症状を悪化させないためにできることは、いろいろあるのです。すぐに痛みを和らげる方法薬に頼らず痛みを和らげる方法を紹介します。

すぐ生理痛を緩和させる方法

痛みが出た後の鎮痛剤か予防の低用量ピル

少し様子をみても症状が軽くならないようなら、痛みを緩和させるために鎮痛剤の服用が必要です。
鎮痛剤は痛みが出た後に服用することで効果を発揮しますが、 低用量ピルの服用をおこなっていれば生理痛を起きにくくすることができます。

鎮痛剤など薬以外で痛みを和らげる方法

血行不良などが生理痛の原因に関係しているので、同じ姿勢を続ける場合は30分~1時間ごとに少しストレッチをして血流を流すようにしたり、うつ伏せや膝を曲げて少し丸まって寝る方法がおすすめです。
また入浴時に半身浴でしっかり身体を温めたり、ウォーキングを取り入れるなど軽い運動をすることも良いでしょう。

使い捨てのカイロなどで、お腹や腰あたりを温めたり血液の巡りを良くして、アロマなどでリラックス作用を得られると、辛い生理痛も軽減されやすくなります。
そしてすぐに痛みを和らげる鎮痛剤や低用量ピルとは異なりますが、漢方もおすすめです。

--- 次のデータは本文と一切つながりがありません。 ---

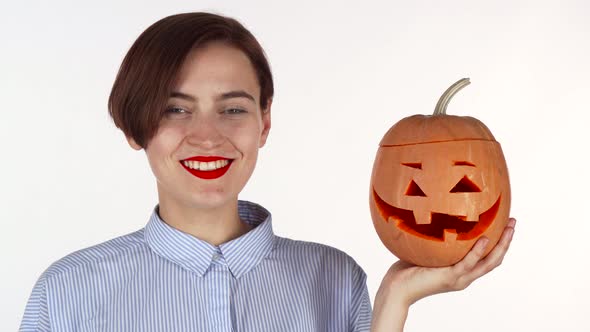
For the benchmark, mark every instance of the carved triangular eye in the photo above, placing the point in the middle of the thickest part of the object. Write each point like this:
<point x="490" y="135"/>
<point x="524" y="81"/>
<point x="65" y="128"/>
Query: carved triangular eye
<point x="414" y="190"/>
<point x="465" y="186"/>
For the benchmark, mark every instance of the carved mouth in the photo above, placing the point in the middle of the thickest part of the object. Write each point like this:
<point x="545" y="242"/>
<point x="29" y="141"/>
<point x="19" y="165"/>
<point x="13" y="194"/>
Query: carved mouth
<point x="441" y="226"/>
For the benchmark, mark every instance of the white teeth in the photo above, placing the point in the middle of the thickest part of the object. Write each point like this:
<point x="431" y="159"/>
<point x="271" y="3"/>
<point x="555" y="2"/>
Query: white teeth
<point x="205" y="166"/>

★当帰芍薬散(とうきしゃくやくさん)→血液の流れを良くする【冷えや低血圧などに良い】

★桂皮茯苓丸(けいしぶくりょうがん)→血行促進作用がある【下腹部の張りや冷えなどに良い】

★加味逍遥散(かみしょうようさん)→自律神経を整える【イライラや倦怠感を抑える】

他にも食事や飲み物など身体を冷やすものは避けて、生姜やハーブティーなど身体を温めるものを意識すると体質改善にもつながります。症状悪化や女性特有の疾患を引き起こさないためにも、生理痛を緩和させる方法を知っておくことが大切です。